I am reading schema of the data frame from a text file. The file looks like

id,1,bigint
price,2,bigint
sqft,3,bigint
zip_id,4,int
name,5,string

and I am mapping parsed data types to Spark Sql datatypes.The code for creating data frame is -

var schemaSt = new ListBuffer[(String,String)]()
// read schema from file
for (line <- Source.fromFile("meta.txt").getLines()) {
  val word = line.split(",")
  schemaSt += ((word(0),word(2)))
}

// map datatypes
val types = Map("int" -> IntegerType, "bigint" -> LongType)
      .withDefault(_ => StringType)
val schemaChanged = schemaSt.map(x => (x._1,types(x._2))

// read data source
val lines = spark.sparkContext.textFile("data source path")

val fields = schemaChanged.map(x => StructField(x._1, x._2, nullable = true)).toList

val schema = StructType(fields)

val rowRDD = lines
  .map(_.split("\t"))
  .map(attributes => Row.fromSeq(attributes))

// Apply the schema to the RDD
val new_df = spark.createDataFrame(rowRDD, schema)
new_df.show(5)
new_df.printSchema()

but the above works only for StringType. For IntegerType and LongType, it is throwing exceptions -

java.lang.RuntimeException: java.lang.String is not a valid external type for schema of int

and

java.lang.RuntimeException: java.lang.String is not a valid external type for schema of bigint.

Thanks in advance!

2

2 Answers

11
votes

I had the same problem and its cause is the Row.fromSeq() call.

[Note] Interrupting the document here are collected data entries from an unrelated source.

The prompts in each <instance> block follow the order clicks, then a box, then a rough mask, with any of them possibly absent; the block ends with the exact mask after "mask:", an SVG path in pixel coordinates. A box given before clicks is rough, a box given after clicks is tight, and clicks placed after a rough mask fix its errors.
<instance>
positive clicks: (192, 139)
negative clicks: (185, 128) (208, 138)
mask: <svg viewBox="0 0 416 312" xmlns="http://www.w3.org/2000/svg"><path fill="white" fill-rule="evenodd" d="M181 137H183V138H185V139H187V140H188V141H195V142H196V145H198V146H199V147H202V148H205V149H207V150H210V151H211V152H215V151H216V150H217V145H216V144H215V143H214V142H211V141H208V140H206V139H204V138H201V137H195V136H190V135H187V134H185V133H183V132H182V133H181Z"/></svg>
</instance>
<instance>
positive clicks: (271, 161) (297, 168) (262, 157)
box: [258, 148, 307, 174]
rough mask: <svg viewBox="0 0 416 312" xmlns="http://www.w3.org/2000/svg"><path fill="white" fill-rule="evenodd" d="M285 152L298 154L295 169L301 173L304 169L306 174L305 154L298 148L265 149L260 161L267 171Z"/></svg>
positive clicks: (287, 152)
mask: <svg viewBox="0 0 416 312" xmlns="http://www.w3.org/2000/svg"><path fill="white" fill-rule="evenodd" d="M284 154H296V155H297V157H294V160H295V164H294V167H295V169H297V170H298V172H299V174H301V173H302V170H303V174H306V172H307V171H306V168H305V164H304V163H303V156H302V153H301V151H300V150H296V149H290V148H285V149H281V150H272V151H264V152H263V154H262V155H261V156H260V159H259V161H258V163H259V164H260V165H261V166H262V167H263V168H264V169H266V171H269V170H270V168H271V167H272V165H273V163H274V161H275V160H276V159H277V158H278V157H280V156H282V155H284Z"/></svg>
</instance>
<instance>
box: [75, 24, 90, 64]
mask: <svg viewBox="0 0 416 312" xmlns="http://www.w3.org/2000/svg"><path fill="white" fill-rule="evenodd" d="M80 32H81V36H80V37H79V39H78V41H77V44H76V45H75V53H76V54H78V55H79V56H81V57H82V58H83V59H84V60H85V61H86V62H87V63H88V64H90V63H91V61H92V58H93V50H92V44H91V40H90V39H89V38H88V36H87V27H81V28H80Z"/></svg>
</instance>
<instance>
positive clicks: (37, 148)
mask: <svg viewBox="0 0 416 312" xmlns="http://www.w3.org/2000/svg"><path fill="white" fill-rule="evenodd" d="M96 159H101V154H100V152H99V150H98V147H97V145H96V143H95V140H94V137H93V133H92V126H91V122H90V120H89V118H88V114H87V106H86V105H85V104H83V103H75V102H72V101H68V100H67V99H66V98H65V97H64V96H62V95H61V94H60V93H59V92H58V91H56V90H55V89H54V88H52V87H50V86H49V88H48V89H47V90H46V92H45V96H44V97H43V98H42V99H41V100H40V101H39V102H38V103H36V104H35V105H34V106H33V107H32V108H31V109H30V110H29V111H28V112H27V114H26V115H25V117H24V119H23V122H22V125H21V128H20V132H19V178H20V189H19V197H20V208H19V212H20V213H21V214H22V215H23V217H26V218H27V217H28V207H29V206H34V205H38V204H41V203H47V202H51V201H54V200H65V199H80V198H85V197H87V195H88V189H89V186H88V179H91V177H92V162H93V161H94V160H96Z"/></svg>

If it is called on the array of String, the resulting Row is the row of String's. Which does not match the type of the 2nd column in your schema (bigint or int).

In order to get the valid dataframe as a result of Row.fromSeq(values: Seq[Any]), the elements of the values argument have to be of the type that corresponds to your schema.

10
votes

You are trying to store strings in numerically typed columns.

You need to cast string encoded numerical data to the appropriate numerical types while parsing.